Dopo una discesa di sassi smossi che mi dà il colpo di grazia, finalmente arrivo al primo ristoro al km 10.
Cerco di rifocillarmi ma non riesco a deglutire, e diciamo che i biscotti secchi del rifornimento non mi aiutano per niente. Sono disidratato. Bevo, ma anche i liquidi fanno fatica a entrare.
Ho un magone alla gola. Temo di aver rovinato la mia gara, il mio primo trail , e la cosa mi avvilisce.
Poi faccio una cosa. Vado in un angolo nascosto, e mi tolgo e mutande che si erano infradiciate dall’acqua uscita dallo zaino. Per fortuna il calzoncino ha le sue interne, in tessuto sintetico, e mi sento un po’meglio.

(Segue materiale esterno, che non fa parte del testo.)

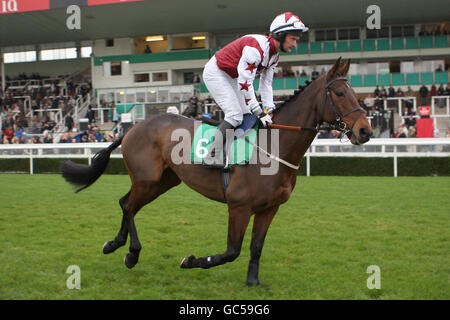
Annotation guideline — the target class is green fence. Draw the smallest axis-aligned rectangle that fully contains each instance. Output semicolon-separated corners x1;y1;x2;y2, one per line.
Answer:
200;72;449;93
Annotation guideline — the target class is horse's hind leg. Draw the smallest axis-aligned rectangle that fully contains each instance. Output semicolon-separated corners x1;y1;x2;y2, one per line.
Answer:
247;206;278;286
123;169;181;268
180;206;251;269
103;191;131;254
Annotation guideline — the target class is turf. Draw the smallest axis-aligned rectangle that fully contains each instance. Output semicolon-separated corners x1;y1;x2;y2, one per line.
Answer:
0;174;450;299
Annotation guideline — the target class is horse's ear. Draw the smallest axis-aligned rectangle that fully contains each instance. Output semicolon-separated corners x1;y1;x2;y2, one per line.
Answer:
339;59;350;76
327;57;341;81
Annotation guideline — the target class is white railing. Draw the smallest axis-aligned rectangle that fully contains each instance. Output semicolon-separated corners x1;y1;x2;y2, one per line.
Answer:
0;138;450;177
369;97;417;116
431;96;450;117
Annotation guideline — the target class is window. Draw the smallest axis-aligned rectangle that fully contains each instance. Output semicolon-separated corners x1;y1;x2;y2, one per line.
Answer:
298;32;309;42
147;90;156;102
3;51;36;63
339;29;348;40
111;61;122;76
134;73;150;82
366;27;389;39
41;48;77;61
403;26;415;37
326;29;336;41
348;28;360;40
183;72;194;83
158;90;169;102
315;30;325;41
81;47;92;58
152;72;169;82
391;26;402;38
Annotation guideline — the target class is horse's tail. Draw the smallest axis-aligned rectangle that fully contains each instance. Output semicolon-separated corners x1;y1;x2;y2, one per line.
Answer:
61;136;123;192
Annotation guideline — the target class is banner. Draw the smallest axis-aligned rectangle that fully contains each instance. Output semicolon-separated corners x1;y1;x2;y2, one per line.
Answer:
417;118;434;138
88;0;144;6
0;0;50;14
0;0;144;14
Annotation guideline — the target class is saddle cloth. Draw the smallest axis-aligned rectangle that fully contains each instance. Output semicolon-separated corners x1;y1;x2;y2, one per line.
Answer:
191;114;258;166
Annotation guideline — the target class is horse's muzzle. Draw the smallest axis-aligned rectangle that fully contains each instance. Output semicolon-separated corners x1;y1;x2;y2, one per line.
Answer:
358;127;372;144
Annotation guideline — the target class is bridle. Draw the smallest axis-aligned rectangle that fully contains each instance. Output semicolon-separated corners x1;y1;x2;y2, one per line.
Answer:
322;77;366;137
255;76;366;170
268;77;366;137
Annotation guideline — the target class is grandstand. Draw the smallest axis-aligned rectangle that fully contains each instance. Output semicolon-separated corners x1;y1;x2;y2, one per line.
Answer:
0;0;450;143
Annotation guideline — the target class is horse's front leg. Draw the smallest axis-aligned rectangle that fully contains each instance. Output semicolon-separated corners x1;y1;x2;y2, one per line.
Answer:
180;206;251;269
103;192;130;254
247;206;278;286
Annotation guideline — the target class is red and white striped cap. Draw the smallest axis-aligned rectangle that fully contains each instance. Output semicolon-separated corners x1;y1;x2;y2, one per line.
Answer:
270;12;309;33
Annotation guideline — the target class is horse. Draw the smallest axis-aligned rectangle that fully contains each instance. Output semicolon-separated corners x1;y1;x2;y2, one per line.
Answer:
61;58;372;286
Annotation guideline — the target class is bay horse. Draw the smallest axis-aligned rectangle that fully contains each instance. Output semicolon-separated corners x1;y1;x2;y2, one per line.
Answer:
61;58;372;286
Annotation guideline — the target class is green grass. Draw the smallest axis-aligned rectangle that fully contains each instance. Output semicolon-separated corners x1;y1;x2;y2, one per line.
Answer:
0;174;450;299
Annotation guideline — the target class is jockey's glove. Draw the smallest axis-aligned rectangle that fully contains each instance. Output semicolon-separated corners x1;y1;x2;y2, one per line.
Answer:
252;105;265;117
263;107;275;114
259;114;272;127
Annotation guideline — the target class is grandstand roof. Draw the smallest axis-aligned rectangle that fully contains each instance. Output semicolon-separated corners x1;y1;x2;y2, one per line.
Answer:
0;0;448;47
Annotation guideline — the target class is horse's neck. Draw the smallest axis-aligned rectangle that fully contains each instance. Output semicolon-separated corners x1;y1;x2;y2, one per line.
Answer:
274;77;323;165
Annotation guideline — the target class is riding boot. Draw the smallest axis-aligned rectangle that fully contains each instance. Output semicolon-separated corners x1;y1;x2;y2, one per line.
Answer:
203;121;234;169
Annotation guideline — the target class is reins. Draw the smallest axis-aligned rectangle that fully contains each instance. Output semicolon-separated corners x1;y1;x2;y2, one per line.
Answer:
267;77;365;134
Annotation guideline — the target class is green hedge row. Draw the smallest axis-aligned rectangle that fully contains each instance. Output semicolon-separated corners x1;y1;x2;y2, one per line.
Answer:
0;157;450;177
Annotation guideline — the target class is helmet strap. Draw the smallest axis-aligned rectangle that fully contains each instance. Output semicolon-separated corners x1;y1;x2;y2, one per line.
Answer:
277;32;286;52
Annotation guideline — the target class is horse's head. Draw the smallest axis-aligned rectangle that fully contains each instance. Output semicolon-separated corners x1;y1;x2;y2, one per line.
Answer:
323;58;372;145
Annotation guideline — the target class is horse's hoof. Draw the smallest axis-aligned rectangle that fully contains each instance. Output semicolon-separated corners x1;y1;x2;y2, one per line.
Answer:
180;254;195;269
103;241;117;254
247;279;270;290
123;253;138;269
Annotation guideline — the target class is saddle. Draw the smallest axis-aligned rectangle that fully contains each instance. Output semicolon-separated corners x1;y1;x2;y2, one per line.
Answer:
191;113;258;167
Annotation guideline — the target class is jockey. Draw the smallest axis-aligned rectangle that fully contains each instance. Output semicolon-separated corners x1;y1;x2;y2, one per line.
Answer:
203;12;308;168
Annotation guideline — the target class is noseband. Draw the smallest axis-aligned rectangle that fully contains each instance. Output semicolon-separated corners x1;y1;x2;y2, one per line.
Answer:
322;77;366;137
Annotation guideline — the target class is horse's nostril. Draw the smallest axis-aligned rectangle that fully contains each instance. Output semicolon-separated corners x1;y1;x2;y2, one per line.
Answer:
359;128;370;139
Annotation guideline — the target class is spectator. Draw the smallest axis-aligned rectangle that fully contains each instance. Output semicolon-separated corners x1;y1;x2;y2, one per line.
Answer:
408;127;417;138
387;84;395;108
430;83;437;104
437;83;446;109
86;105;95;124
419;84;428;106
394;123;408;138
59;132;71;143
373;86;380;98
405;112;417;130
65;115;73;131
433;127;441;138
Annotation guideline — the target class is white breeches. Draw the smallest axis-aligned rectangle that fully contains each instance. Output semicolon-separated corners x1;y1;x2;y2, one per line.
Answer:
203;56;251;127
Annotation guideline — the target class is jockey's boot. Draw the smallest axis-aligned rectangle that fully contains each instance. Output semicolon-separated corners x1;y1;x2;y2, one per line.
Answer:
203;120;234;169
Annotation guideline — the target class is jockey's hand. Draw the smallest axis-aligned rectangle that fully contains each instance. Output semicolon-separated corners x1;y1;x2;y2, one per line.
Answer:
259;114;272;127
263;107;275;114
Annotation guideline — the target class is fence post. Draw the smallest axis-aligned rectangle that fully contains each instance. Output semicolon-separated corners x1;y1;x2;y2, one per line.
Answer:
394;155;398;178
30;153;34;175
306;154;311;177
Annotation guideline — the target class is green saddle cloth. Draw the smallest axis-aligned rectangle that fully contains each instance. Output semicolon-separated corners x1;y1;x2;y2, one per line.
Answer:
191;122;258;165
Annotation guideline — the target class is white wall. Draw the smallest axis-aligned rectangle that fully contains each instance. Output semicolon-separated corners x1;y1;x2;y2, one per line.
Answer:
93;59;208;89
5;58;91;78
92;38;134;57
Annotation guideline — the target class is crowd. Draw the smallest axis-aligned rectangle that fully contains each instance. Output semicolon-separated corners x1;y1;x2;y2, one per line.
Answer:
0;74;91;144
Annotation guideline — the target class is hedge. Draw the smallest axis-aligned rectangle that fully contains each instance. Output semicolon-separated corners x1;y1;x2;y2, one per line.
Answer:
0;157;450;177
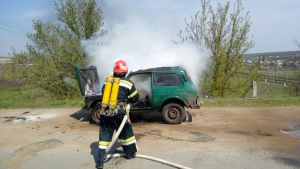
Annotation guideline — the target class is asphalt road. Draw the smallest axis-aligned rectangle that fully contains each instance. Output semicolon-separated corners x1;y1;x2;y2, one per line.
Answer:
0;107;300;169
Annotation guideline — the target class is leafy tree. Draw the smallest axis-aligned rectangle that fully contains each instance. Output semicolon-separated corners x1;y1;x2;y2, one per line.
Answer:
4;49;30;92
4;0;105;99
55;0;107;39
293;37;300;49
179;0;257;97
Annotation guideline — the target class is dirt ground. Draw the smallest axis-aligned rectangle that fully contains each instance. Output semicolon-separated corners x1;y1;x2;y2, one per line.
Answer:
0;107;300;169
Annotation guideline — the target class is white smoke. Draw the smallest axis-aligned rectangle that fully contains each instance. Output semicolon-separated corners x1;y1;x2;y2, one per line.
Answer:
83;0;209;87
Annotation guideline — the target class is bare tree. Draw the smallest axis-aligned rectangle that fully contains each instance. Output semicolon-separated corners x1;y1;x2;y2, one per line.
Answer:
179;0;257;97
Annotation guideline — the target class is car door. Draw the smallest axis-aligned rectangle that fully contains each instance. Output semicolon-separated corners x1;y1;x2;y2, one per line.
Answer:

Chiedo a un ragazzo dell’organizzazione come poter fare se mi dovessi sentir male e lui mi chiede se ho bisogno subito di soccorsi. Al che mi raddrizzo e mi limito a chiedergli se posso deviare per il corto - se ci arrivo - e che comunque ancora non sono in fin di vita. Allora mi da il suo numero in caso di necessità.
Mi sento una merda, ma riparto pianissimo seguendo il flusso dei trailer. Nel frattempo mastico e bevo per quello che posso. Riparto cercando di farmene una ragione e che comunque se ho gestito male qualcosa ormai è andata così. Fanculo al bastardo orgoglio!

Da qui in avanti vivo la mia seconda parte di gara.
Mi svuoto dalla paura e dalla delusione, vado avanti e basta.
Conosco William e il suo fido compagno che corre in canotta arancione con un gel nelle mani.
Conosco il pugile che corre a petto nudo e si tuffa nei fiumi e nelle vasche di pietra delle fontane.
Conosco un toscano che è preoccupato per la moglie che lo aspetta al traguardo.
Conosco un ex triathleta col quale scambio due chiacchere su allenamento, varie ed eventuali.
Mi scoppia una vescica, bevo litri d’acqua ad ogni fontana.
Magicamente dal 15° km in avanti succedono tutte queste cose.
Ritrovo il piacere di correre e il sorriso sulla faccia, mentre senza pensarci imbocco per il percorso lungo.
E in progressione supero diversi corridori, fino a riprendere Stefano che si era fermato al 35° con qualche problema di stomaco. In vista del 40° km corro anche in salita, non mi risparmio più e comincio a pregustare l’arrivo. All’ingresso di Corniglio vedo Ale che mi urla, ed è la festa più bella!!!
Entro sotto l’arco e gli ultimi metri di salita li volo.
Un signore pronuncia il mio nome al microfono e mi mette la medaglia al collo.
E’ fatta!
22° assoluto e 4° di categoria.
Danilo è arrivato 14° assoluto. Stefano invece un po’dopo di me. Alessandro si è dovuto ritirare per un’infiammazione al ginocchio.
Tutti hanno dato il massimo.

Un’avventura indimenticabile, dall’inferno di fatica e paure ataviche, ad una serena consapevolezza fatta di corsa e niente altro.
Un’esperienza unica. Trovare pace e serenità nella fatica della corsa.
E adesso non vedo l’ora di andare a Cortina!